The back door is open to let in the perfect late spring breeze on a cloudless Memorial Day. I am almost done cleaning the oven, a task I to which I committed myself (maybe I should have
been committed) the other day when I put some meat in to broil and the kitchen filled up with greasy smoke.
Yeah. Time to clean the oven.
But that's not what I want to write about today. I want to write about a landmark institution of my summers of my childhood.
The Bee Place.
See, Memorial Day weekend in these parts means that the beach is open for business, so everyone needs to get going down 'ee ocean. Every summer my family went to
Ocean City Maryland for vacation. There are two main routes to Ocean City, once you cross the Bay Bridge: Route 50, which takes you through Easton, Cambridge, and Salisbury; and Route 404, which takes you through Denton, Bridgeville, and Selbyville. My Pop always took Route 404 because it was 12 miles shorter and we'd get to the beach that much faster.
These days, that route is still 12 miles shorter, but it takes longer because it's mostly a two-lane road, whereas Route 50 is divided highway all the way.
Anyway, there was this burger and shake joint that we stopped at every time we went on this trip, just east of Denton, Maryland. It's official name was the Crossroads Drive-In, but we called it the Bee Place, because it was always awash with
yellowjackets. It was one of the joints where you walk up to one window and order, then pick up your order at another window, and then find a picnic table where you could eat and swat at the dive bombing wasps. The management kept trying to keep the stingy creatures at bay by putting a little Coke in the bottoms of big glass jugs so that the bees would fly into them and get stuck, but it didn't really help, partly because people never really cleaned up after themselves. There were always leftover bits of burger, empty cups with remnants of milkshake, or pale green pickle slices shriveling in the hot sun, not to mention all the fresh food being eaten by those annoying humans. If I were a yellowjacket, I know what I'd choose, although there were always one or two or six victims drowned in the jugs of sweet, sweet cola.

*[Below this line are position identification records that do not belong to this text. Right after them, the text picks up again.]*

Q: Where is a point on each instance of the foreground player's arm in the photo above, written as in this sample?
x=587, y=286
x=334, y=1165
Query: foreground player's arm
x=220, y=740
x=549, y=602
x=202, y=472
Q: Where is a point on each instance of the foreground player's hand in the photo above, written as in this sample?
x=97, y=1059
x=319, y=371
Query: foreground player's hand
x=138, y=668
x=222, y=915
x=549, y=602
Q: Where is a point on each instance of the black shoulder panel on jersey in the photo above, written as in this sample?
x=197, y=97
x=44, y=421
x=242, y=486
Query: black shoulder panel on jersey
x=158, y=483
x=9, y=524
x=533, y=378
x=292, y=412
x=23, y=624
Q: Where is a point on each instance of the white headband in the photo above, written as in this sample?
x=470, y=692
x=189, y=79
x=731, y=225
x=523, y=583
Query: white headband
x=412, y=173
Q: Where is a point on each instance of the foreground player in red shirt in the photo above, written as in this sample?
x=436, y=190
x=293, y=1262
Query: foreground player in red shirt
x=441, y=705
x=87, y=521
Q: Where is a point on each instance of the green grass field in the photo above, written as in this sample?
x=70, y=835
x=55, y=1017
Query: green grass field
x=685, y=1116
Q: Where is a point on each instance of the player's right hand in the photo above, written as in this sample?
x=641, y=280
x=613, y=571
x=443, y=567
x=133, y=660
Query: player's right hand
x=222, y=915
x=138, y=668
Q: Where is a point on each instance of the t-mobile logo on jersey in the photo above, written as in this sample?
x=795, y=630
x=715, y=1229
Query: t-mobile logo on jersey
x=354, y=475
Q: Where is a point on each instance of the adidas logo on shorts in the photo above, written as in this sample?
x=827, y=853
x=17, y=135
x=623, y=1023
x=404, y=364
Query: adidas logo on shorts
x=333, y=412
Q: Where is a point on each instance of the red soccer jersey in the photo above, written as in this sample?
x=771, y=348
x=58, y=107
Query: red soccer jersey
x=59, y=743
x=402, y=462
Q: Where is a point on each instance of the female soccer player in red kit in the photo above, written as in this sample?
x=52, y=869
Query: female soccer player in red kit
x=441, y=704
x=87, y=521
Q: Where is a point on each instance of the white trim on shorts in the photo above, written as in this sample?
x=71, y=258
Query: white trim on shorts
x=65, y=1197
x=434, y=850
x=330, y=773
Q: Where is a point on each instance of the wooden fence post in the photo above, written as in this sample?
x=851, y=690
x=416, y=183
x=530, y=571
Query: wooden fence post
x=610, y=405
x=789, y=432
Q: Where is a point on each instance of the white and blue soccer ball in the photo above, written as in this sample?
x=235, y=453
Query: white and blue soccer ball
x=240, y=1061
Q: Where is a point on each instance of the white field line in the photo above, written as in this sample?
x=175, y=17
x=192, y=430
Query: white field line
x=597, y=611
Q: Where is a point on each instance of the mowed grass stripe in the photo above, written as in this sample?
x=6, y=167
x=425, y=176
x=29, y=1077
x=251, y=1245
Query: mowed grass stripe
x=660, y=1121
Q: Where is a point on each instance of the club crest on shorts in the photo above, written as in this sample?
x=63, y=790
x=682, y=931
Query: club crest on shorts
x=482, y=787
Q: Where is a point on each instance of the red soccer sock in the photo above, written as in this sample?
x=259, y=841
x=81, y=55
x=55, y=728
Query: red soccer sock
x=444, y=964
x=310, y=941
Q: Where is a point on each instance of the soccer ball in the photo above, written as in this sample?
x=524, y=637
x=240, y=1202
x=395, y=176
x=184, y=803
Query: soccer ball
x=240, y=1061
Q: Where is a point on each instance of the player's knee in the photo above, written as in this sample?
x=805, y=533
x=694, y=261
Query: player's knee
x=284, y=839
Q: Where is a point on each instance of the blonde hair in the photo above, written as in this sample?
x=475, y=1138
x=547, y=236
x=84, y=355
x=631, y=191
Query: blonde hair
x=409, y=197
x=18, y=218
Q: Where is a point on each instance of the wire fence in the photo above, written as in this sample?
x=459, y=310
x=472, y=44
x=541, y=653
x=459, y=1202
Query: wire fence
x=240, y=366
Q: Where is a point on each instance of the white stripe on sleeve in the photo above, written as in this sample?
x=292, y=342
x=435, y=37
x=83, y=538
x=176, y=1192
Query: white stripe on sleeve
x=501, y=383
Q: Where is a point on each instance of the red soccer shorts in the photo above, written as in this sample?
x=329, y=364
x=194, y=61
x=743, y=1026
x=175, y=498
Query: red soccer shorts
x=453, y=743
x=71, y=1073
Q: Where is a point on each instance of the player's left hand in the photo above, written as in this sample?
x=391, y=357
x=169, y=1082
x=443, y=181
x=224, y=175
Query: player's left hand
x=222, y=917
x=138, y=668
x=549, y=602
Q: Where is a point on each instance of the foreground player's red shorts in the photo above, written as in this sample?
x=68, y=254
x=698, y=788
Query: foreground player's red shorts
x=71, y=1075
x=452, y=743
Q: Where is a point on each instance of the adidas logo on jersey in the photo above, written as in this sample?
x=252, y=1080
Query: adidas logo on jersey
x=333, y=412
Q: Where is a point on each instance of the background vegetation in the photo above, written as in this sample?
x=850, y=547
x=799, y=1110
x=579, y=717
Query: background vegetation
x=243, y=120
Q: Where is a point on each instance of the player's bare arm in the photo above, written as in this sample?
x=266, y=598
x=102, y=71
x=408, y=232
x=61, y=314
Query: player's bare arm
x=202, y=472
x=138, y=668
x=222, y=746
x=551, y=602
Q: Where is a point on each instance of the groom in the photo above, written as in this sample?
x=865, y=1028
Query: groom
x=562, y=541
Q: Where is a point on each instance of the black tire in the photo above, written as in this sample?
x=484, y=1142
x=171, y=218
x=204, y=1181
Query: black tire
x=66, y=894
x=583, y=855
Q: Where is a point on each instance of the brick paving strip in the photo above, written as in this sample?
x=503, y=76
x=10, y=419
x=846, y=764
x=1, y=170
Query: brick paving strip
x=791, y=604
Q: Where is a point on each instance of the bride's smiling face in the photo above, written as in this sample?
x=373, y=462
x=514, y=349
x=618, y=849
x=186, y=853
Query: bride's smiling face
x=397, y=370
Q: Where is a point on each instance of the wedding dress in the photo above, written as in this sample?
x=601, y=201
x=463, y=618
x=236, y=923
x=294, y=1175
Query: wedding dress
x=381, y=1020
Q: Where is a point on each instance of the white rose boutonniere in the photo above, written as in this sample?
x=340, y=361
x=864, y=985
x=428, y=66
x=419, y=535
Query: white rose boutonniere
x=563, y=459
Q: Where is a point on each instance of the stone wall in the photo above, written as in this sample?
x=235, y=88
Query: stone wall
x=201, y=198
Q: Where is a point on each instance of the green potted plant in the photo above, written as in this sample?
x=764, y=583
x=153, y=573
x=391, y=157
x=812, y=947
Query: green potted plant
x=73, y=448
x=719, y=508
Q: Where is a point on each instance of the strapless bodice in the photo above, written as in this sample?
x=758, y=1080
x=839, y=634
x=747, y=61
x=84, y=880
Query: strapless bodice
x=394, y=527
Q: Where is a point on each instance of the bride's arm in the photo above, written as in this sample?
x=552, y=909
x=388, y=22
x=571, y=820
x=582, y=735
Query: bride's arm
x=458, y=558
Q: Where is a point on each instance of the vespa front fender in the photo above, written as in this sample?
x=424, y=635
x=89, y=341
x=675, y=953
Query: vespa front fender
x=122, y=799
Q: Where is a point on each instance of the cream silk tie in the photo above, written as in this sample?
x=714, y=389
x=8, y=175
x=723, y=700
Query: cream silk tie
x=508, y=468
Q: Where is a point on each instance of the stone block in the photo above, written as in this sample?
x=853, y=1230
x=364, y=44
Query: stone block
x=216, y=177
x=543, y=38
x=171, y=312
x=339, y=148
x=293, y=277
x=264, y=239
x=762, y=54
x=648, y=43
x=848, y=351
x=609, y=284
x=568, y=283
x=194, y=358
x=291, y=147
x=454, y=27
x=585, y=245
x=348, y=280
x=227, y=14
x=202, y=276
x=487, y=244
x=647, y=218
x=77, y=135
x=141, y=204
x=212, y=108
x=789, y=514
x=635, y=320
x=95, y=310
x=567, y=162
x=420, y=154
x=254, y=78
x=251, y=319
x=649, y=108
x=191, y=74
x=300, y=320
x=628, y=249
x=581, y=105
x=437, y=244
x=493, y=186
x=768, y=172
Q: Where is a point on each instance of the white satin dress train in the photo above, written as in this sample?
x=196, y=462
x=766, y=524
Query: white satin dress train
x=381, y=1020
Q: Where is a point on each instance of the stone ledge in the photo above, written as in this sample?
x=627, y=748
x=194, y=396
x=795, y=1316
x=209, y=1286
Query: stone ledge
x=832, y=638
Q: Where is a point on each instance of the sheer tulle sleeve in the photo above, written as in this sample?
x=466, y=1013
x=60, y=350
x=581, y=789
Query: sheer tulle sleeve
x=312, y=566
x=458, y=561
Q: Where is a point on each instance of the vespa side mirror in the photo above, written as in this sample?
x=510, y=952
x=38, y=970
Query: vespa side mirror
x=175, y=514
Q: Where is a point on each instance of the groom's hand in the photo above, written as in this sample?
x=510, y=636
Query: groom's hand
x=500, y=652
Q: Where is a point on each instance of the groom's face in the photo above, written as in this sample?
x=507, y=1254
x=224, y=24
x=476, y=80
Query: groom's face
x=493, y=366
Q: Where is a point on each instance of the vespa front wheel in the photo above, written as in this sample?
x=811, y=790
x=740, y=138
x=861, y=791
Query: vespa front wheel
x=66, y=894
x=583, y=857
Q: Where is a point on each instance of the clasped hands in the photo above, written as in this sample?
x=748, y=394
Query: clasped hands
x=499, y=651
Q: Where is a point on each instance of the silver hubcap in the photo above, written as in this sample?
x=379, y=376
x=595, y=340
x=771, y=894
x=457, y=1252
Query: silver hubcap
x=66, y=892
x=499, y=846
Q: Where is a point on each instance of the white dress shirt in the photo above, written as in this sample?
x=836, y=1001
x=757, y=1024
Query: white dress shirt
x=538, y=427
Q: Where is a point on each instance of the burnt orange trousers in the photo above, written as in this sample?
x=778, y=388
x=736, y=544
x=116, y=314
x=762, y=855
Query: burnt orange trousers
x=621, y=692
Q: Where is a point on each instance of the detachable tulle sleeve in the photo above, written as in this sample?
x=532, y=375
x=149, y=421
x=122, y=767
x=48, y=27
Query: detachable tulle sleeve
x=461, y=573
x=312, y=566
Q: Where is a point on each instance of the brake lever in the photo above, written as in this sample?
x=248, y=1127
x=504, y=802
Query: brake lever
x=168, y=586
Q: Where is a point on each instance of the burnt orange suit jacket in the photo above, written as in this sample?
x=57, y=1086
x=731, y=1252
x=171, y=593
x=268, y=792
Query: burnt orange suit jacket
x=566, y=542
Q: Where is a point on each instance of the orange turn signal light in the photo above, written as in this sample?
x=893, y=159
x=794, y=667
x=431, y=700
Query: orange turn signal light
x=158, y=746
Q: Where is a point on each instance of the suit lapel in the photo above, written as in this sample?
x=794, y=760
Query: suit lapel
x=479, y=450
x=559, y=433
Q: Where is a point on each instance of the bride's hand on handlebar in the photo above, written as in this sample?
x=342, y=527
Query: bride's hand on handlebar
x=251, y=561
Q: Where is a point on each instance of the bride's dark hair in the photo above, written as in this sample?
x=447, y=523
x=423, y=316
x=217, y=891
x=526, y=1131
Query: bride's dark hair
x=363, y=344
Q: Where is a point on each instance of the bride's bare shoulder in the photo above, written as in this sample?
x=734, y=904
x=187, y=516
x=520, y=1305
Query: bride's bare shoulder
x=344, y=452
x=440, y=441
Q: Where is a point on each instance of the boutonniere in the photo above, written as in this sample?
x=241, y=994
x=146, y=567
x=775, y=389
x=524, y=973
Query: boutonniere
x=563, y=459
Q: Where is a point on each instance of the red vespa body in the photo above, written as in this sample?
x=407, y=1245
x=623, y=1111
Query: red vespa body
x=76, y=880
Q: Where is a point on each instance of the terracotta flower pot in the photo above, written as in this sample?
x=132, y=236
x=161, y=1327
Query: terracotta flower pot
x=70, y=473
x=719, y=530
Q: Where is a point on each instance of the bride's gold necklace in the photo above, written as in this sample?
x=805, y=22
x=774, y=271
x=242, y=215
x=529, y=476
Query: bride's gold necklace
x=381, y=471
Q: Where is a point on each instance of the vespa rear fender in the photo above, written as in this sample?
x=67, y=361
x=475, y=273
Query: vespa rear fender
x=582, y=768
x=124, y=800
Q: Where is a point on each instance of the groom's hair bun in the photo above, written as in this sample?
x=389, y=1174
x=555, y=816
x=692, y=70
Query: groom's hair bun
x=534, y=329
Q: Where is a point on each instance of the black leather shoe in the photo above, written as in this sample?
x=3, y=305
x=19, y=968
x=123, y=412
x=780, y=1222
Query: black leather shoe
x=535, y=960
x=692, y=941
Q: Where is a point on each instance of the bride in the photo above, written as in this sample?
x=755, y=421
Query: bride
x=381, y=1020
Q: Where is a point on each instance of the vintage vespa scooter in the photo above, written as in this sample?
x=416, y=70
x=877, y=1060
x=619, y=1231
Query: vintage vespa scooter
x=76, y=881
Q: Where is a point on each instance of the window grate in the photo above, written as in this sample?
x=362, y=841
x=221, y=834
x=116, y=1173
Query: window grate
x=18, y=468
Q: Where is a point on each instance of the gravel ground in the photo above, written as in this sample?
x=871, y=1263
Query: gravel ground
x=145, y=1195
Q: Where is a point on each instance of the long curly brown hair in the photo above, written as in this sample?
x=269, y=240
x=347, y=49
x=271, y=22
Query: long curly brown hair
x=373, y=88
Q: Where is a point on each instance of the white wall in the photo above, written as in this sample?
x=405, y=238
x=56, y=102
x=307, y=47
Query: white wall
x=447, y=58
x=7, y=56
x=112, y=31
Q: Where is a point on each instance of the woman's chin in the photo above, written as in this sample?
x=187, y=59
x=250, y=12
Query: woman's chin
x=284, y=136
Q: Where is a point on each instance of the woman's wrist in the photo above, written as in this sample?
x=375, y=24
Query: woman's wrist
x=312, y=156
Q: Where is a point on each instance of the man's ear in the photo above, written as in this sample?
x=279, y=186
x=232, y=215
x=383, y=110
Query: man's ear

Ah, Death! Where is thy sting?
We stopped there every single summer on the way to the beach, but never on the way home. On the way home, we stopped at the Howard Johnson's just west of the Bay Bridge.
Neither place remains. The HoJo is now some sort of medical building, and the Crossroads is an empty lot. But on those warm summer days on the way to the beach, it was definitely the place -- wait for it -- to bee.